Tech News Roundup — July 4, 2026 (PM)

The afternoon’s tech cycle spans console hardware fights, an aggressive Anthropic pivot into drug discovery, and a flurry of Linux desktop news — GNOME gains background blur, KDE Plasma 6.8 retires desktop OpenGL, and the 7.x kernels add Intel Nova Lake S PCI IDs while raising RISC-V core limits. Microsoft is also quietly previewing a Start-menu-free Windows vision under the internal “Project Aion” name.
Gaming
- Gamers push back as PlayStation and Xbox lean digital-only. A Windows Central poll drew a striking response: 71% of respondents said they’re not ready to let physical games die as Sony ends its disc-based program and Microsoft’s “Project Helix” reportedly drops the drive too. The companion piece frames the deeper anxiety: with consoles abandoning discs, many readers say they see little reason to buy a console over a PC, and they’re not alone. Windows Central notes Xbox’s “Positron” disc-to-digital scheme may offer a partial bridge for owners who want to preserve physical libraries in a digital world. [Windows Central] [Windows Central]
AI / ML

- Anthropic says it can do everything — even invent its own drugs. The creator of the Claude model announced its intention to develop its own medications, sparking a strong debate in the pharmaceutical sector. The ambition reflects a broader push by frontier AI labs into wet-lab biology, positioning model capability as a substitute for early-stage drug-discovery pipelines. [Pplware]
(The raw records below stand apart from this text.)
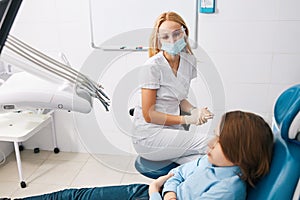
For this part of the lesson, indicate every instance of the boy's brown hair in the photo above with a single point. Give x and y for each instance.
(247, 141)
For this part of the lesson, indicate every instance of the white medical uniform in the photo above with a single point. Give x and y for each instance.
(160, 142)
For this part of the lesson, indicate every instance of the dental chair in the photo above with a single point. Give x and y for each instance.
(283, 180)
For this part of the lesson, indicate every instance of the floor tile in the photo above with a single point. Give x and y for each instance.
(8, 188)
(95, 174)
(37, 189)
(71, 156)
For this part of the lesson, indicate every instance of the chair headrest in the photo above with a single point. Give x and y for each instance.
(287, 114)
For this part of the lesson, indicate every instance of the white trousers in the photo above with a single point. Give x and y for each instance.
(179, 146)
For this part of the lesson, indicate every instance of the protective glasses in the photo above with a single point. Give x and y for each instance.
(175, 35)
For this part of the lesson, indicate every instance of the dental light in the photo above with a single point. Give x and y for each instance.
(53, 84)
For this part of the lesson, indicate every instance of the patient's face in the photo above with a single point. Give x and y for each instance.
(215, 153)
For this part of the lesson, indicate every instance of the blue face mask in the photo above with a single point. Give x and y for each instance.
(174, 48)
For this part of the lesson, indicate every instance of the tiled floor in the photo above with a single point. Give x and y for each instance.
(46, 172)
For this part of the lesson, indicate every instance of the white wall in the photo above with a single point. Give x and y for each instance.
(253, 44)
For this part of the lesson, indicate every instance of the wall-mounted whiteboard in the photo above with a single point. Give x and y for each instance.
(127, 24)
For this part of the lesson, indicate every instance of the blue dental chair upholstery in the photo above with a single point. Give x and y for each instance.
(284, 175)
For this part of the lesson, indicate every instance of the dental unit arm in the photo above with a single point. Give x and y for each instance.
(53, 84)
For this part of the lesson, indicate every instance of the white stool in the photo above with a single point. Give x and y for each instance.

- Fanfiction community turns on AI — and on itself. Over the past week a new fanworks movement kicked off with the stated aim of rooting out authors using generative AI, but the detection methods being deployed are unreliable, and any fanfic writer could be caught in the crossfire. [The Verge]
Microsoft

- Project Aion: a Windows vision where Copilot replaces the Start menu. Microsoft has been marketing Copilot as a Windows assistant for some time, but a leaked internal video reveals a more aggressive concept called Project Aion — an OS where AI replaces the traditional Start menu entirely. [Pplware]
Apple
- iPhone Air 2 concept video leaks. As Apple approaches its next product reveal, leakers including Jon Prosser are circulating details and renders of what they say is the iPhone Air 2, framed around an even thinner industrial design. [Pplware]
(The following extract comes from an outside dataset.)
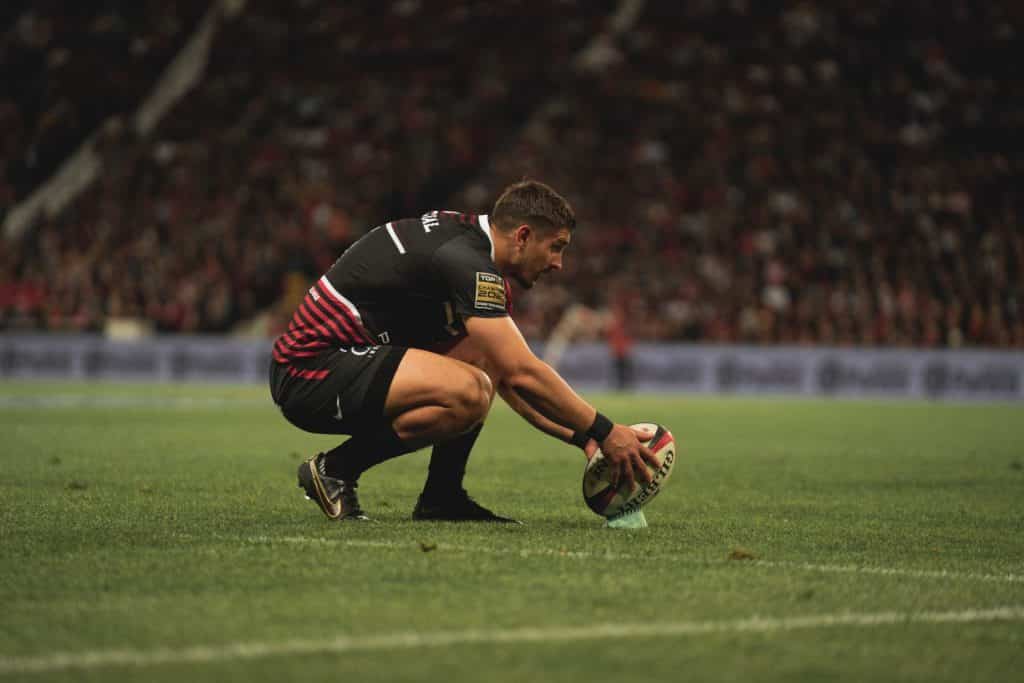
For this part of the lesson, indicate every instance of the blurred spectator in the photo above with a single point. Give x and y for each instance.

- iOS bug silently consumes over 100GB of storage. Several iPhone users are reporting drastic, unexplained storage loss traced to an iOS flaw that causes folders to balloon in size without obvious cause. Apple has not yet commented. [Pplware]
Linux & Open Source
- GNOME lands ext-background-effect-v1 support for background blur. After sitting in the Wayland Protocols repo since May 2025, the background-blur protocol has finally been merged into GNOME 51 via the latest Mutter code, enabling blur on window backgrounds or specified screen regions. [Phoronix]
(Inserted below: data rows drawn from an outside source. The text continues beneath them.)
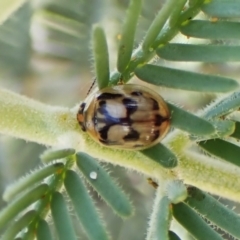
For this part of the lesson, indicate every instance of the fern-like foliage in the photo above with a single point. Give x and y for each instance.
(199, 157)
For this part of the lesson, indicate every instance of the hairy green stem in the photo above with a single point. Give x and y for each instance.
(57, 126)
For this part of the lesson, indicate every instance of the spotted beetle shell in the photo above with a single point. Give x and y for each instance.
(125, 116)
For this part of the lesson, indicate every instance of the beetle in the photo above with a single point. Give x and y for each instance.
(126, 116)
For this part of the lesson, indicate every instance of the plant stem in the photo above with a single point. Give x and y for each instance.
(57, 126)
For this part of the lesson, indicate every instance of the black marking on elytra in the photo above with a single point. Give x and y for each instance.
(132, 136)
(158, 120)
(106, 96)
(156, 135)
(81, 109)
(104, 133)
(138, 145)
(155, 104)
(83, 128)
(131, 106)
(136, 93)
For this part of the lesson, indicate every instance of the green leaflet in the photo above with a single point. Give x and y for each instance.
(20, 203)
(84, 207)
(52, 154)
(18, 225)
(236, 133)
(190, 220)
(61, 218)
(173, 236)
(223, 106)
(43, 231)
(101, 60)
(199, 53)
(127, 38)
(28, 181)
(213, 210)
(161, 218)
(104, 185)
(179, 79)
(222, 149)
(162, 155)
(157, 24)
(15, 43)
(188, 122)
- KDE Plasma 6.8 KWin drops desktop OpenGL. Alongside the Plasma 6.7.2 point release, KDE developers continue building features for Plasma 6.8 — and the KWin compositor is set to drop desktop OpenGL support, pushing remaining OpenGL users toward the Vulkan rendering path. [Phoronix]
- Linux 7.3 adds more graphics PCI IDs for Intel Nova Lake S. Alongside the drm-intel-next pull landing for Linux 7.3, the first drm-xe-next request went out on Friday with continued Intel Nova Lake enablement across the GPU driver stack. [Phoronix]
- Linux 7.2-rc2 raises the default RISC-V 64-bit CPU limit to 256 cores. A post-merge-window change ahead of tomorrow’s 7.2-rc2 release bumps the supported-core ceiling for RISC-V 64-bit kernel builds, reflecting the maturing server-class RISC-V hardware landscape. [Phoronix]
Hardware
- The square-ish phone I wanted to love. The Ikko MindOne Pro is delightfully small — a near-square screen on a slightly rectangular body, with a flip-up camera that doubles as a stand and a Clicks-style keyboard accessory that adds a magnetic ring and headphone jack. The concept is compelling; the execution, in this reviewer’s view, is a miss. [The Verge]
Robotics & Policy
- Japan targets 10 million robots by 2040 to offset its labour shortage. With the workforce shrinking, Japan is rolling out a national plan to deploy service and industrial robots at scale over the next fifteen years — possibly the largest state-backed robotics push in history. [Pplware]
In Brief
- Earth’s oceans have a calculated death date. Astrobiologists say Earth will remain habitable for a long time, but there is a long-tail endpoint at which oceans vanish and the planet stops supporting complex life. [Pplware]
Roundup compiled from the TTRSS Tech feed. 14 articles from 4 sources summarized.